醤油は東アジア全域で使われる一般的な調味料ですが、日本には弥生時代から大和時代に伝来したとされ、平安時代には広く一般に普及しました。

古来日本では穀物を原料にしたもの、肉を原料としたもの、魚を原料としたものがありましたが、魚を原料としたものが最も普及していました。

この魚醤と呼ばれるものは中国南部や東南アジアなどで古来から使われている調味料で、蝦や魚を原料に調味料が作られているので、日本に伝来したものは魚介類の発酵物として伝わったのではないかと考えられます。

日本の醤油づくりには麹カビが使われ、この麹カビは植物性タンパク質を良く分解する酵素を持っており、うまみ成分であるアミノ酸を多く生成されことから、醤油に独特の風味を与えています。

醤油が製造される時は、麹カビ、酵母、乳酸菌などの微生物が発酵に使われます。

蒸した豆と煎った小麦を麹菌を混ぜて麹室でおくと、麹カビが増殖して醤油麹ができます。

醤油麹の中には麹カビの産生したタンパク質を分解する酵素が多く含まれ、発酵する時に原料に含まれるたんぱく質を分解し、アミノ酸を産生します。

醤油麹に食塩を加え水を加えて桶に配合したものを諸味と言いますが、諸味は麹に付着している耐塩性の酵母や耐塩性の乳酸菌が増殖し発酵がおこります。

一年間ほど発酵・熟成を行っている間、これらの微生物がアルコールや有機酸を産生し醤油特有の風味が出来上がるのです。

醤油諸味には18%程度の塩分を含むのでほとんどの微生物は死滅し発酵に役立つ微生物だけが残ります。

現在の醤油製造では、純粋培養した耐塩性酵母や乳酸菌を諸味の段階で添加して製造期間を短縮させています。

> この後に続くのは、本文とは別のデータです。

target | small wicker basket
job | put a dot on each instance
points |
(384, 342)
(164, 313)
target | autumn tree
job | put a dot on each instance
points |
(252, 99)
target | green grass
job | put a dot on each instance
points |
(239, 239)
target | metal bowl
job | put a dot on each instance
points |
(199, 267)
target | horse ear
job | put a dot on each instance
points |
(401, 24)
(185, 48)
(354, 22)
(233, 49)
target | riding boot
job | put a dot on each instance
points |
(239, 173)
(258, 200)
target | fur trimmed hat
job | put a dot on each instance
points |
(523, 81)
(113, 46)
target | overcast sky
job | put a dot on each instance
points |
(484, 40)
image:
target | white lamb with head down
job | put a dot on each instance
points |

東アジアには、中国の醤、朝鮮のカンジャン、タイのナンプラ、フィリピンのパティ、ベトナムのニョクマムなどの醤油がありますが、製造方法は日本のものとは大きく違いがあります。

東アジアから日本に伝わった醤油ですが、2000年間の期間で日本独自のものに進化を遂げたのです。

日本の醤油はソイソースとして欧米でも使われるようになり、年間一万キロリットルの醤油が世界に向けて輸出されています。